Vous pouvez juger quels furent les transports de Mahmoud-Ben-Ahmed à une telle faveur; il se répandit en compliments qui avaient le mérite, bien rare pour des compliments, d’être parfaitement sincères et de n’avoir rien d’exagéré. Comme il parlait avec beaucoup de feu et de véhémence, le papier sur lequel ses vers étaient transcrits s’échappa de sa manche et roula sur le plancher.
«Quel est ce papier? dit la dame; l’écriture m’en paraît fort belle et annonce une main exercée.
—C’est, répondit le jeune homme en rougissant beaucoup, une pièce de vers que j’ai composée cette nuit, ne pouvant dormir. J’ai tâché d’y célébrer vos perfections; mais la copie est bien loin de l’original, et mes vers n’ont point les brillants qu’il faut pour célébrer ceux de vos yeux.»
La jeune dame lut ces vers attentivement, et dit en les mettant dans sa ceinture:
«Quoiqu’ils contiennent beaucoup de flatteries, ils ne sont vraiment pas mal tournés.»

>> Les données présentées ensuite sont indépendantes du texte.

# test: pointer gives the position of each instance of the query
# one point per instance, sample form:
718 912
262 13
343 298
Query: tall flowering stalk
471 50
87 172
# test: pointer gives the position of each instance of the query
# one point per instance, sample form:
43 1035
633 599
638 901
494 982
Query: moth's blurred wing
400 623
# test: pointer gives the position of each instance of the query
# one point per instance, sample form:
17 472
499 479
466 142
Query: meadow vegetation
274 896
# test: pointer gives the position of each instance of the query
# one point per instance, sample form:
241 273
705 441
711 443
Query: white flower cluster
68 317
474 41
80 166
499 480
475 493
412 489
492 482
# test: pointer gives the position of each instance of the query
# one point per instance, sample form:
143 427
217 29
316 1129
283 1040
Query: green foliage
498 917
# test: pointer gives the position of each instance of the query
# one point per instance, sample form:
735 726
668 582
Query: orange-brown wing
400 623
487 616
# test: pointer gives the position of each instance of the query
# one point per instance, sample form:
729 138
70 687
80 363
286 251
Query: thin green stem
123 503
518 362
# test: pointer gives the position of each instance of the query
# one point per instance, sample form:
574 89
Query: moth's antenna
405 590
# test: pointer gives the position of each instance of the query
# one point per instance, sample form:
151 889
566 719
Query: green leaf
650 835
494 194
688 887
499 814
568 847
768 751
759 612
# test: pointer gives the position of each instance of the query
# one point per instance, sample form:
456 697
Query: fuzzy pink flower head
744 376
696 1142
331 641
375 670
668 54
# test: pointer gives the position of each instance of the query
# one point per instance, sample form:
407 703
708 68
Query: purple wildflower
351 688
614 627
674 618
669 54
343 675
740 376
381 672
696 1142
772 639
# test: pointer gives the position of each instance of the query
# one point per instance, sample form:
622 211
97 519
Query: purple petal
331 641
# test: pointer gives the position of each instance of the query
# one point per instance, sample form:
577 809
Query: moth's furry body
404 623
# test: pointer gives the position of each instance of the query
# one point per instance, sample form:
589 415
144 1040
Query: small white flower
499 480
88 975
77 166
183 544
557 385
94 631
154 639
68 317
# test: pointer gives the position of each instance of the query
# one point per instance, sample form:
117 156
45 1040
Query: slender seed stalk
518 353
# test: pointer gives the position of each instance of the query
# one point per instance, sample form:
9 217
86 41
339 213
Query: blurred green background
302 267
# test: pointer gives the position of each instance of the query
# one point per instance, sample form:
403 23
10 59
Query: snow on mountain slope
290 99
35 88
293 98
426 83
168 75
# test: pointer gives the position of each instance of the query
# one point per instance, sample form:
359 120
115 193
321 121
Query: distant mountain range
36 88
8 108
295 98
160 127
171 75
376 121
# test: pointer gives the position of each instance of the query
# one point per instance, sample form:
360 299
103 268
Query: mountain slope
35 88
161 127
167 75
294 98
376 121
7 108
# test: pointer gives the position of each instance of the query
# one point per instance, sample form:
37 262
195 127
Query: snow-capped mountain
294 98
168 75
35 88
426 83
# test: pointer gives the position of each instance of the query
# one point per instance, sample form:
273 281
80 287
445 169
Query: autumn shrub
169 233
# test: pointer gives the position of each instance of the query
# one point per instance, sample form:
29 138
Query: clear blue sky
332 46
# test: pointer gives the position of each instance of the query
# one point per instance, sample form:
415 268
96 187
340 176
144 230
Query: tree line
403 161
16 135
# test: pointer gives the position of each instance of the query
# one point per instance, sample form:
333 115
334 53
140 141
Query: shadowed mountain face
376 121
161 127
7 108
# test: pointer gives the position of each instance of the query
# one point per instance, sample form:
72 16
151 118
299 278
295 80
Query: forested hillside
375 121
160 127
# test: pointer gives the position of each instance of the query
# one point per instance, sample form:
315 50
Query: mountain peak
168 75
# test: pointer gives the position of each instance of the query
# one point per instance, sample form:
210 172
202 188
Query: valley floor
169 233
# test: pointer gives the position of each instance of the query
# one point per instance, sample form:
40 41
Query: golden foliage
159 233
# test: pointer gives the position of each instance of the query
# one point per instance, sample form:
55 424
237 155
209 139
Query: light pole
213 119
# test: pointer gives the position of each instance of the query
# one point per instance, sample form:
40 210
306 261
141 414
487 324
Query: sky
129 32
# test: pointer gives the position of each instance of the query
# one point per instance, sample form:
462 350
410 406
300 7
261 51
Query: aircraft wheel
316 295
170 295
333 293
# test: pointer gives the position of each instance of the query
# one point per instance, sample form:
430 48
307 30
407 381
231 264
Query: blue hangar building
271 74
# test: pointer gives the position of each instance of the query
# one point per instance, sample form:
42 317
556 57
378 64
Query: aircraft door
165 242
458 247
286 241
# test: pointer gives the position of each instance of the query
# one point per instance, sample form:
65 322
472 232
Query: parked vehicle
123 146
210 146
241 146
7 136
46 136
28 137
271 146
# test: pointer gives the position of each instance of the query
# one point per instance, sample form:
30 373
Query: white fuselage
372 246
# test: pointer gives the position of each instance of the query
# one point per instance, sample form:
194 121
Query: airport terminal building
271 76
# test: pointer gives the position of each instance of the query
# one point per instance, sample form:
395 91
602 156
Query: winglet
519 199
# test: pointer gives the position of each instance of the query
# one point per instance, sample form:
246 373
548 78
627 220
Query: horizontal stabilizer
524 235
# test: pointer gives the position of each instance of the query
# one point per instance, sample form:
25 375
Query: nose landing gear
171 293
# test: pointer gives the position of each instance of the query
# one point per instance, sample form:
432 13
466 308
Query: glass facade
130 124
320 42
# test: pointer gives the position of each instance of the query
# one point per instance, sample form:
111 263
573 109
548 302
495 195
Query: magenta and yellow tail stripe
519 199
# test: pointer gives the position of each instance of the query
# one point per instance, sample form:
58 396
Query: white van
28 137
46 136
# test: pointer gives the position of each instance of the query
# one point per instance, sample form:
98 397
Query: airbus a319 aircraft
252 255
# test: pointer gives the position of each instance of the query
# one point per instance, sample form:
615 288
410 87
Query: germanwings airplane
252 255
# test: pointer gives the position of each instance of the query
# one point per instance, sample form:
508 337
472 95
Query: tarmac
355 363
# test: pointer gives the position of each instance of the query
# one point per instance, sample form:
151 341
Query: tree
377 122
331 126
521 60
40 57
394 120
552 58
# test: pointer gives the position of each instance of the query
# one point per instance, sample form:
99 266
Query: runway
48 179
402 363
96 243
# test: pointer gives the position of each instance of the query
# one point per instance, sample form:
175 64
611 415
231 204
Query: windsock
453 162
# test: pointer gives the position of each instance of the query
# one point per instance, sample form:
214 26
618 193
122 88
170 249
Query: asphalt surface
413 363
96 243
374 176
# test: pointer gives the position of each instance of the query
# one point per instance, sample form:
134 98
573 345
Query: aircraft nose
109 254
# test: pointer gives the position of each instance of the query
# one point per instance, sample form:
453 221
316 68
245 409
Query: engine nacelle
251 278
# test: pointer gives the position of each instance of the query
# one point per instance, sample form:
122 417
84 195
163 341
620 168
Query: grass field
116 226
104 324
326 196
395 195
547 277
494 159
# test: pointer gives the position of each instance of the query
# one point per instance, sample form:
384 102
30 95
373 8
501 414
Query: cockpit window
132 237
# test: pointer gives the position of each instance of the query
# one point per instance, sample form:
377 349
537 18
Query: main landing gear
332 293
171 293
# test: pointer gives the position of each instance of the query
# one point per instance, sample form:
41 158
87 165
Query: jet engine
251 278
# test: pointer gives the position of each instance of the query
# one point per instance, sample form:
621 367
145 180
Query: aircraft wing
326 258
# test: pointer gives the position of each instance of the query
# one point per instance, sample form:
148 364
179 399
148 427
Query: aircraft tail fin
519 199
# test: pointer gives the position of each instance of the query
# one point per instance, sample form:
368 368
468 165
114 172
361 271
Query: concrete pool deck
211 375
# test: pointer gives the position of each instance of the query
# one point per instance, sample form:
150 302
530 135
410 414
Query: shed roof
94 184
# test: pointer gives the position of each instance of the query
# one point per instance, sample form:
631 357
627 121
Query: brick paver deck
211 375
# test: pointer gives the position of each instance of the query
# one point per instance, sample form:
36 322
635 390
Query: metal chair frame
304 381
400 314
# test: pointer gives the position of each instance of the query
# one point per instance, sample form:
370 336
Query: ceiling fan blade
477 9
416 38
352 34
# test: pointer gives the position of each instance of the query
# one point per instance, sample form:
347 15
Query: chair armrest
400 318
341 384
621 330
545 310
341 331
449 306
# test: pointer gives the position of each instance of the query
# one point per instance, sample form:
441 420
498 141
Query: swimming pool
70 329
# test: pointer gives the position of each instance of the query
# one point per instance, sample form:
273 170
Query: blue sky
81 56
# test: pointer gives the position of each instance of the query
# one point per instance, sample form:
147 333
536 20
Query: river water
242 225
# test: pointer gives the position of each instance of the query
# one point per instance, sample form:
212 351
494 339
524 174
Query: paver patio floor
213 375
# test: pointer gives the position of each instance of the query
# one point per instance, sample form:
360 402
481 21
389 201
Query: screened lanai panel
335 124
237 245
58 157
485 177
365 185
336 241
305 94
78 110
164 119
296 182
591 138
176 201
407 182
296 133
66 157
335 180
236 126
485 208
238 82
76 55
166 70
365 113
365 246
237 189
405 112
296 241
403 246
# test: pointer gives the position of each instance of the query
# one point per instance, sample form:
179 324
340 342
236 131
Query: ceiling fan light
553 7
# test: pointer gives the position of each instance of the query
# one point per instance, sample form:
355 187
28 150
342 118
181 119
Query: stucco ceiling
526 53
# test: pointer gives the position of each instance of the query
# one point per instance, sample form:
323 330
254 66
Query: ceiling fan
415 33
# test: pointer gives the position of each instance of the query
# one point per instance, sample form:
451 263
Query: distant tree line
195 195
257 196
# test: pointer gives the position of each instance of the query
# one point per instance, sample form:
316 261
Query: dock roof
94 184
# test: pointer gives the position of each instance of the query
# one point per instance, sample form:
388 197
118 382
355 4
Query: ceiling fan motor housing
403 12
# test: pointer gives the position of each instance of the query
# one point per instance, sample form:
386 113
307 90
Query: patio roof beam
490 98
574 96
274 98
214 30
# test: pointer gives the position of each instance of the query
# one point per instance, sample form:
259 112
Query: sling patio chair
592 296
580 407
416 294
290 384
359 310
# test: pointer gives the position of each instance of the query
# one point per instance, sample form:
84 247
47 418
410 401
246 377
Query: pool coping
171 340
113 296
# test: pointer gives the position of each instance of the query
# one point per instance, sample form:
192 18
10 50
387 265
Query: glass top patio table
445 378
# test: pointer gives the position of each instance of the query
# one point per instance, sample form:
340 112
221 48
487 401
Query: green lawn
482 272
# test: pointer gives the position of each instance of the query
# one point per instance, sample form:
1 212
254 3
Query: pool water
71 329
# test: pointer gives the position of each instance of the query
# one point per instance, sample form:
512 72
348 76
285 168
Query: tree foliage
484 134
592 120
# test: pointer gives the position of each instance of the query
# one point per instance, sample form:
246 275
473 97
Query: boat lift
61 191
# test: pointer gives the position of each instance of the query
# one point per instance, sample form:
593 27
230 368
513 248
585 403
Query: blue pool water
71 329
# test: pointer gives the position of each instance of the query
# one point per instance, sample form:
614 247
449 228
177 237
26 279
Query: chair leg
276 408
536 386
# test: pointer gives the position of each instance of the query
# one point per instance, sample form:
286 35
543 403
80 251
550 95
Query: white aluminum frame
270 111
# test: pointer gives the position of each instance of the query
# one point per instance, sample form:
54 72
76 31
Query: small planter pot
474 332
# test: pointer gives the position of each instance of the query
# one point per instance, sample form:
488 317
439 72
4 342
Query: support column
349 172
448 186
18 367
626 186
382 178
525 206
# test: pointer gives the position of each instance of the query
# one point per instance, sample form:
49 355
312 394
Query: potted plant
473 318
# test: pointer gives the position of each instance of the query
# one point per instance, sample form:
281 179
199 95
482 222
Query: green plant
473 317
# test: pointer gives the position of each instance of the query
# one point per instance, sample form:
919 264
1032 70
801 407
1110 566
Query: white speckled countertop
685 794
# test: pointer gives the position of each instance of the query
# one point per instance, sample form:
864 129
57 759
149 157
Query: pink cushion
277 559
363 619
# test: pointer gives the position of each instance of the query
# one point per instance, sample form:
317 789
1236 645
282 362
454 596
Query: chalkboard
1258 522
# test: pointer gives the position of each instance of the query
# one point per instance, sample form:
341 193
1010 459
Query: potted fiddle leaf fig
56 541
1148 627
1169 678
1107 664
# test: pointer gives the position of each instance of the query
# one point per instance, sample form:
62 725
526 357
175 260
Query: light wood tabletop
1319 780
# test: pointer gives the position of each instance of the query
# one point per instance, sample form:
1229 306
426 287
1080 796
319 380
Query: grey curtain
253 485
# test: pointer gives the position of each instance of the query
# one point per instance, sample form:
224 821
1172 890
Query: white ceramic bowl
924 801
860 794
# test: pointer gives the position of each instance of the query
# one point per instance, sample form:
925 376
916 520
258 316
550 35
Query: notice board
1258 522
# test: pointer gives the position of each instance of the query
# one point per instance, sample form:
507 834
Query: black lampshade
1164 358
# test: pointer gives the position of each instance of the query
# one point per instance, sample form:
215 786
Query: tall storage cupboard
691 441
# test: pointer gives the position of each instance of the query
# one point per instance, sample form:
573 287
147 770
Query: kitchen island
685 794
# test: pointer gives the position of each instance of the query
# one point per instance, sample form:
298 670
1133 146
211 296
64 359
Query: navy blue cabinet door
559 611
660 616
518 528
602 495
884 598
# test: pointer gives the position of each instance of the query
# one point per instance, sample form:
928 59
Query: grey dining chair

Puis elle ajusta son voile et sortit de la boutique en laissant tomber avec un accent qui pénétra le cœur de Mahmoud-Ben-Ahmed:
«Je viens quelquefois, au retour du bain, acheter des essences et des boîtes de parfumerie chez Bedredin.»
Le marchand félicita Mahmoud-Ben-Ahmed de sa bonne fortune, et, l’emmenant tout au fond de sa boutique, il lui dit bien bas à l’oreille:
«Cette jeune dame n’est autre que la princesse Ayesha, fille du calife.»